I’m not saying he pulled punches, or sugar-coated his critique when a manuscript needed work. He was forthright, and usually just, well, right. Even about the details–like when I referred to the mournful second movement of Beethoven’s Seventh, but ended up typing “Beethoven’s Second.” Well, Les caught stuff like that, which is no small thing when you’re trying to whip three-hundred-odd pages of manuscript into shape without embarrassing yourself, you know? But he was never a jerk about anything, never pretentious or didactic or even harsh at all.
Goddamn it, the world needs more human beings like Les–men especially. Losing him hurts, and I think all the best people involved with making books happen in New York feel the pain of his passing. He was a shining exemplar of goodness, in a world containing far too many ginormous buttheads.
And at the end of the day, here is the problem with ginormous buttheads, in publishing and elsewhere: they tend to kill off ideas. Even if they don’t think, or admit, that that’s what they’re doing.
As Richard Hofstadter wrote, in his Anti-Intellectualism in American Life: “Hardly anyone believes himself to be against thought and culture. Men do not rise in the morning, grin at themselves in their mirrors, and say: ‘Ah, today I shall torment an intellectual and strangle an idea!’”
It takes courage to nurture ideas, and to nurture people. It takes patience. It takes wit. It takes tremendous compassion. It takes people like Les.
Alice Walker once said, during a graduation speech at Sarah Lawrence: “No person is your friend (or kin) who demands your silence, or denies your right to grow and be perceived as fully blossomed as you intended. Or who belittles in any fashion the gifts you labor so to bring into the world.”
Les was both friend and kin, a man who coaxed gifts into the world.

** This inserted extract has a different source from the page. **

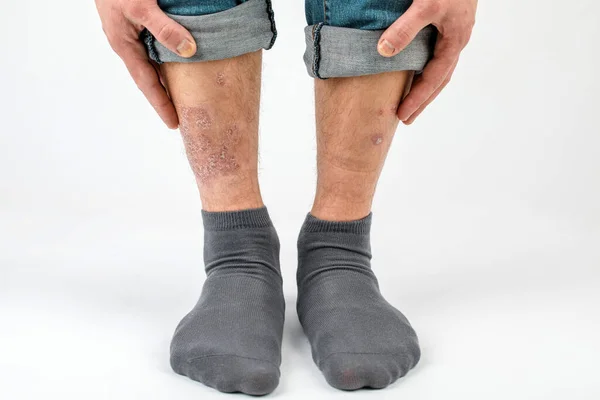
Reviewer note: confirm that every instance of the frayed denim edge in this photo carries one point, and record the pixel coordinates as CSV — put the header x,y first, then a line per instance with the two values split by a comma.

I just finished re-reading Mary Karr’s The Liars’ Club yesterday, and was really struck by her final paragraphs in that beautiful book as this has been a year marked, for me, by a lot of death:
It’s only looking back that I believe the clear light of truth should have filled us, like the legendary grace that carries a broken body past all manner of monsters. I’m thinking of the cool tunnel of white light the spirit might fly into at death, or so some have reported after coming back from various car wrecks and heart failures and drownings…. Maybe such reports are just death’s neurological fireworks, the brain’s last light show. If so, that’s a lie I can live with.

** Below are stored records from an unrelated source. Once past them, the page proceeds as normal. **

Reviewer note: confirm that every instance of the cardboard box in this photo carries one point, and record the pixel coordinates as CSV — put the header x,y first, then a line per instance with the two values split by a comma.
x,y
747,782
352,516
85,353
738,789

Still, the image pleases me enough: to slip from the body’s tight container and into some luminous womb, gliding there without effort till the distant shapes grow brighter and more familiar, till all your beloveds hover before you, their lit arms held out in welcome.
Amen to that. (And, yes, I think the afterlife should look like the former Penn Station.)
But here’s the best way I think Les can be remembered:
* I am blessed that Les worked on my last two novels with the luminous and extremely gifted Celia Johnson, now the full-fledged editor in whose capable hands I find myself for book number four. I am a lucky, lucky writer, and Les was (once again) a farsighted and very smart man.
I, too, remember Les as a fine man. And this is a fine tribute to him.
What a lovely tribute to him, C — beautifully done.
Lovely, Miss C, and I’m so sorry about the sucky-ness of the last few months in your world.
xxxo
Thanks so much, you guys.
I am sorry I never knew him. Although now I feel a little like I did.
Alex, yes, that’s one of Cornelia’s great skills.
Hugs and hearts, Ms. C.
Thanks for sharing your Les with the rest of us. I’ve heard nothing but wonderful things about him, and I’m so sorry for your loss.
C,
Thank you for this beautiful post. Beautiful and loving. Sounds like Les would’ve approved of it — except for all the praise.
I've heard nothing but wonderful things about him, and I'm so sorry for your loss.